Category 2: Rate Limiting Algorithms¶

Advanced Rate Limiting Implementation¶

Production-Ready Rate Limiters:

Python
class TokenBucketLimiter:
    """Token bucket rate limiter implementation."""

    def __init__(self, capacity: int, refill_rate: float, refill_period: float = 1.0):
        """
        Initialize token bucket limiter.

        Args:
            capacity: Maximum number of tokens in bucket
            refill_rate: Tokens added per refill_period
            refill_period: Time period for refill (seconds)
        """
        self.capacity = capacity
        self.refill_rate = refill_rate
        self.refill_period = refill_period
        self.buckets = {}  # client_id -> {'tokens': int, 'last_refill': float}
        self.stats = {
            'total_requests': 0,
            'allowed_requests': 0,
            'denied_requests': 0
        }

    def allow_request(self, client_id: str, tokens_requested: int = 1) -> bool:
        """Check if request should be allowed."""
        current_time = time.time()

        if client_id not in self.buckets:
            self.buckets[client_id] = {
                'tokens': self.capacity,
                'last_refill': current_time
            }

        bucket = self.buckets[client_id]

        # Refill tokens based on time elapsed
        time_elapsed = current_time - bucket['last_refill']
        tokens_to_add = (time_elapsed / self.refill_period) * self.refill_rate
        bucket['tokens'] = min(self.capacity, bucket['tokens'] + tokens_to_add)
        bucket['last_refill'] = current_time

        self.stats['total_requests'] += 1

        # Check if enough tokens available
        if bucket['tokens'] >= tokens_requested:
            bucket['tokens'] -= tokens_requested
            self.stats['allowed_requests'] += 1
            return True
        else:
            self.stats['denied_requests'] += 1
            return False

    def get_remaining_capacity(self, client_id: str) -> int:
        """Get remaining tokens for client."""
        if client_id not in self.buckets:
            return self.capacity
        return int(self.buckets[client_id]['tokens'])

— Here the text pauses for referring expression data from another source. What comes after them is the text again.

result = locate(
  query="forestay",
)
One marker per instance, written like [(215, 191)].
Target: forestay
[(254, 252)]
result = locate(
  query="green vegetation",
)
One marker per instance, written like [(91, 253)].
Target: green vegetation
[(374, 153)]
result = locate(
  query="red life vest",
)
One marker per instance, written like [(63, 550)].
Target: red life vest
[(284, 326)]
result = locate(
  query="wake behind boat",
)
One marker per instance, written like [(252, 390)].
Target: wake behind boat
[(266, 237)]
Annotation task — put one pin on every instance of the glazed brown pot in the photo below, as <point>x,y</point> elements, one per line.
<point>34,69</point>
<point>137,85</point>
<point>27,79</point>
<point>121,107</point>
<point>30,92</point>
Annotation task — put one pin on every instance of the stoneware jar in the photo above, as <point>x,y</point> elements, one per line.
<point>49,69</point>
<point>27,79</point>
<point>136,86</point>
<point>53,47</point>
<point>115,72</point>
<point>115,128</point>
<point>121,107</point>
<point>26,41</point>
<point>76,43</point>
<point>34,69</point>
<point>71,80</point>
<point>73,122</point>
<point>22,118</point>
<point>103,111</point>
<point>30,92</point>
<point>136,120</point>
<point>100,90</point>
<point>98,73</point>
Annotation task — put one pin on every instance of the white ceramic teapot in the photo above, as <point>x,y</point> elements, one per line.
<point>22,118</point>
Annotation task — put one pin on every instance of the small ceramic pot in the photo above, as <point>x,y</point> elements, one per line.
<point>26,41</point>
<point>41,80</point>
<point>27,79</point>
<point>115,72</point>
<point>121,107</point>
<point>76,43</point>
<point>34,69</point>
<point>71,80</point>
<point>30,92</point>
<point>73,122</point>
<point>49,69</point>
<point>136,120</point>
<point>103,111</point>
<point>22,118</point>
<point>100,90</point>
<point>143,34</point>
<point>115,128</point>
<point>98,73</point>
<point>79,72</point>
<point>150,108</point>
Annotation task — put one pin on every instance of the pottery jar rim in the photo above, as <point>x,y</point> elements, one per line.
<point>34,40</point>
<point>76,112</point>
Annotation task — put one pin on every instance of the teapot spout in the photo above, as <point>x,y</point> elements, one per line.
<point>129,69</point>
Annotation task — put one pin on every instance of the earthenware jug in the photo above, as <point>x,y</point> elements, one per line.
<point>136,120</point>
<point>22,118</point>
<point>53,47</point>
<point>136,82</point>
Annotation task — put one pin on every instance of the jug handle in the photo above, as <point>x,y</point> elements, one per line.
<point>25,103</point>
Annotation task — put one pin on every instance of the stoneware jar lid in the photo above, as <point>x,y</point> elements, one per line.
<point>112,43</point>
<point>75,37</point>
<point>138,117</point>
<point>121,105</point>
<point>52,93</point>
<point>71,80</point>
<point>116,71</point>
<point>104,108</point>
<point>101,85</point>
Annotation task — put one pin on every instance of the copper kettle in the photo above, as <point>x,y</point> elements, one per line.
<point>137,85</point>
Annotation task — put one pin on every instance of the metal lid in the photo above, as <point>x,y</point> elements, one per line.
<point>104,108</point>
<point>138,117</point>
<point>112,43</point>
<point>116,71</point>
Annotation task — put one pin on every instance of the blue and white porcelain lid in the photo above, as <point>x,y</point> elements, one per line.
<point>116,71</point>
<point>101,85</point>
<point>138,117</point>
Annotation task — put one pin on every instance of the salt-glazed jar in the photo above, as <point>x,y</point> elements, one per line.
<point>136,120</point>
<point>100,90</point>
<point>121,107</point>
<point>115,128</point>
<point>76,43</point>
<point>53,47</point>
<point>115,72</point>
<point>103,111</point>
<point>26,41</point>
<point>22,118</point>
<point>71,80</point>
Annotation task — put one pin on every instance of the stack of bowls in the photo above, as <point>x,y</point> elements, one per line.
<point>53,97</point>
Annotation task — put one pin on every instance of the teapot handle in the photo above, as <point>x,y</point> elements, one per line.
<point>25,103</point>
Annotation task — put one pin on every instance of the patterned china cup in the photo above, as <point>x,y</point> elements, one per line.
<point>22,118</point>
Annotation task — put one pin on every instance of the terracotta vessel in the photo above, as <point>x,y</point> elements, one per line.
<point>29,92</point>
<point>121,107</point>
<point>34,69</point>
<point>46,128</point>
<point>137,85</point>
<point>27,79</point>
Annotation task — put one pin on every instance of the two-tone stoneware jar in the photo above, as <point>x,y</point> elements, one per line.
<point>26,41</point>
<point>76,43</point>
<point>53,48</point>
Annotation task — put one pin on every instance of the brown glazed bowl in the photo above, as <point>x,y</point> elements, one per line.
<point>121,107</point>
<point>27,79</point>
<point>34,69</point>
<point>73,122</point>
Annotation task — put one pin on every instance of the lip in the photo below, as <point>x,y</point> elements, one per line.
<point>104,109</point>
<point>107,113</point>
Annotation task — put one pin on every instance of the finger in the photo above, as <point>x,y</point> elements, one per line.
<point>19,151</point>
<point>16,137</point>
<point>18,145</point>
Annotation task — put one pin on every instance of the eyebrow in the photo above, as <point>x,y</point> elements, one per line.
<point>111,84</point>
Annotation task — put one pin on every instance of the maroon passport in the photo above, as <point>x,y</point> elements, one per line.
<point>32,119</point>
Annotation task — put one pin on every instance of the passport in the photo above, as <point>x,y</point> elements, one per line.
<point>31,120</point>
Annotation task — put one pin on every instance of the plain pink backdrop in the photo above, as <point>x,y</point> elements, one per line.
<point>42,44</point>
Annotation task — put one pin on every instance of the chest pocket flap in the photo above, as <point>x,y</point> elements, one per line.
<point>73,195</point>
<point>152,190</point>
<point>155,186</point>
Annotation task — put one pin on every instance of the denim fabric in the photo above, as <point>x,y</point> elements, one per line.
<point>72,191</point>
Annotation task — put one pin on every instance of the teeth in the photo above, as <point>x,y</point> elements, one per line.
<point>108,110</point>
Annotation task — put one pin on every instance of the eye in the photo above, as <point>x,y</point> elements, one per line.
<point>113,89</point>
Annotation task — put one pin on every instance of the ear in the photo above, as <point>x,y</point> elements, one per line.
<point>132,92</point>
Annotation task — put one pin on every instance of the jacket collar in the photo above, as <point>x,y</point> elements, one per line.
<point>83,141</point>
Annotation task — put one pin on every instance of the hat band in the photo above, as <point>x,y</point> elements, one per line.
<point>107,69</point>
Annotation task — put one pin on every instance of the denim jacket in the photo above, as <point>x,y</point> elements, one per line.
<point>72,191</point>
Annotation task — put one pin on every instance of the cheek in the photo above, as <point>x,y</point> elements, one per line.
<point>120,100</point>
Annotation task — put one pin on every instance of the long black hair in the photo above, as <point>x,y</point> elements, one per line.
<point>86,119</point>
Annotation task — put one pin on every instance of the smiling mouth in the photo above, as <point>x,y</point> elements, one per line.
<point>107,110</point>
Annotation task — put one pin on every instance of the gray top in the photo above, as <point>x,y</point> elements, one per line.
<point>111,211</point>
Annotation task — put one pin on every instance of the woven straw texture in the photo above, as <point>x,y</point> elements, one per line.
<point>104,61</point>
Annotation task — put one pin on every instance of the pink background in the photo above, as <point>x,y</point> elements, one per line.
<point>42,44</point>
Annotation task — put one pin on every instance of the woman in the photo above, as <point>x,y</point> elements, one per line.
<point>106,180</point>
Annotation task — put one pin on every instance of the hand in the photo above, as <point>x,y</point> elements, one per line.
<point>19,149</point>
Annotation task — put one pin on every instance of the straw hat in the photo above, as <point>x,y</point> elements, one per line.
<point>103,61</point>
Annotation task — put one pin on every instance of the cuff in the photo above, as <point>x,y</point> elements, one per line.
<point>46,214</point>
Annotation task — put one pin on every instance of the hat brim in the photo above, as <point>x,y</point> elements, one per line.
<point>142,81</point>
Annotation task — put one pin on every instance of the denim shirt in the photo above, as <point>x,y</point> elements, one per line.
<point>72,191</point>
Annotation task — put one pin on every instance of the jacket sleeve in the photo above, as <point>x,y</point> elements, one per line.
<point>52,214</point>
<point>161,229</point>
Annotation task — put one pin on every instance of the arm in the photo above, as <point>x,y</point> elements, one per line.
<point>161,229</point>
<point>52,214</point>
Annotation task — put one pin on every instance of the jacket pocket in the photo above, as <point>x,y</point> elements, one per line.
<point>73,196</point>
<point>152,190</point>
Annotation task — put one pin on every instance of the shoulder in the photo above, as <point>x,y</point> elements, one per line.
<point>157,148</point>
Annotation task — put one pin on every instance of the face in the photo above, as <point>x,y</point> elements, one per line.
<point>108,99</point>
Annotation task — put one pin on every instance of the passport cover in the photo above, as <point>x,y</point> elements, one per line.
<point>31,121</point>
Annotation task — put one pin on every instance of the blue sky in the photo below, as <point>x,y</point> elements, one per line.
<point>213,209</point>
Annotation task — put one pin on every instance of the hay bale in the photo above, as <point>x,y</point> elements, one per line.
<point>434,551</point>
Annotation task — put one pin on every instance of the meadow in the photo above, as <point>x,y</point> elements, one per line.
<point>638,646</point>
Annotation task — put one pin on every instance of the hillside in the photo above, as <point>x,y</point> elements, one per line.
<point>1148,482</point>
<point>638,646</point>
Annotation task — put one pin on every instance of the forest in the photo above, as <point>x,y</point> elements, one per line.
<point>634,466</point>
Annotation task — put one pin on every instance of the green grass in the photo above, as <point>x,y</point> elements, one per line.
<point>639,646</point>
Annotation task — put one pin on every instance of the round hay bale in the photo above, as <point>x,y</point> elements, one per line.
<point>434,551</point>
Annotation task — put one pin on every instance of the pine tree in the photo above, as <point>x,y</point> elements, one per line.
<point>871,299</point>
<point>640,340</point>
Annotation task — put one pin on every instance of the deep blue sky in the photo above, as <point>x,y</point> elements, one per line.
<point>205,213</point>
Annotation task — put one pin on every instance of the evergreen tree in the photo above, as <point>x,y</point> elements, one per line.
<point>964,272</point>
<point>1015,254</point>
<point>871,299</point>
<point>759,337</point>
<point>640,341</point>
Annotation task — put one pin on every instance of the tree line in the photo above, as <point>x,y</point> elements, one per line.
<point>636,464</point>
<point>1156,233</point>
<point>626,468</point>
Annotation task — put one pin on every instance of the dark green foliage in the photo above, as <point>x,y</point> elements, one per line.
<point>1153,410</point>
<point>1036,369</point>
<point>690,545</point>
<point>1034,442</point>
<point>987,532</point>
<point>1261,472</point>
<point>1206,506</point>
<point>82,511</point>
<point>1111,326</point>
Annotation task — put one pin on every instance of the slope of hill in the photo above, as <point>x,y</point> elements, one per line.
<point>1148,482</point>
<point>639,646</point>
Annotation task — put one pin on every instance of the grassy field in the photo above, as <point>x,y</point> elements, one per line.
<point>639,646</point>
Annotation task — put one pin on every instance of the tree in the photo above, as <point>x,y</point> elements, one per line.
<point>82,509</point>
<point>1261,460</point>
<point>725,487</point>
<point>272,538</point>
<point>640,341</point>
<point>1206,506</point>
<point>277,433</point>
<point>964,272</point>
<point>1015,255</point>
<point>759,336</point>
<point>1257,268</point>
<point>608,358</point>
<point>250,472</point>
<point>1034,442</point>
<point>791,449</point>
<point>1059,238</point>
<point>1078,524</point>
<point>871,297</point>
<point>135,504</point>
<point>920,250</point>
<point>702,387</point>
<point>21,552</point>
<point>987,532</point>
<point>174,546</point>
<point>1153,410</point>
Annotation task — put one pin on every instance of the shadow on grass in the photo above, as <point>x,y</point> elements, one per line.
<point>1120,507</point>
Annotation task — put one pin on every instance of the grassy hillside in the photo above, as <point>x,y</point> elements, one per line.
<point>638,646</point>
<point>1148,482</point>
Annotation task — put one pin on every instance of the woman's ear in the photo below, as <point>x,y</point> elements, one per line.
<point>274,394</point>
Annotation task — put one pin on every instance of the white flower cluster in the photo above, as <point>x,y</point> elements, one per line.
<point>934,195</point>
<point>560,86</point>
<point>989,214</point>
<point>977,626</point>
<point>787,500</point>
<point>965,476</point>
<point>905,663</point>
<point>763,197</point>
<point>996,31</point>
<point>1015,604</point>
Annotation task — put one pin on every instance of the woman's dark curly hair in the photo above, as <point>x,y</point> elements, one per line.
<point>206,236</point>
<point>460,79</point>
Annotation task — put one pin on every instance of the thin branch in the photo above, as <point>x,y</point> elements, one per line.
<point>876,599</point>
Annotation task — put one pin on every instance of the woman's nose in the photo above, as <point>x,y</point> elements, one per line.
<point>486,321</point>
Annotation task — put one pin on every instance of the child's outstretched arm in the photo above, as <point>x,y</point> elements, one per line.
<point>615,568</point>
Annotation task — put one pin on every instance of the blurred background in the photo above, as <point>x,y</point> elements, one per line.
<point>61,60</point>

    def get_reset_time(self, client_id: str) -> float:
        """Get time until bucket is full."""
        if client_id not in self.buckets:
            return 0

        bucket = self.buckets[client_id]
        tokens_needed = self.capacity - bucket['tokens']
        if tokens_needed <= 0:
            return 0

        return (tokens_needed / self.refill_rate) * self.refill_period

    def get_statistics(self) -> Dict:
        """Get limiter statistics."""
        total = self.stats['total_requests']
        return {
            'total_requests': total,
            'allowed_requests': self.stats['allowed_requests'],
            'denied_requests': self.stats['denied_requests'],
            'allow_rate': self.stats['allowed_requests'] / total if total > 0 else 0,
            'active_clients': len(self.buckets),
            'algorithm': 'token_bucket'
        }

class SlidingWindowCounterLimiter:
    """Memory-efficient sliding window counter rate limiter."""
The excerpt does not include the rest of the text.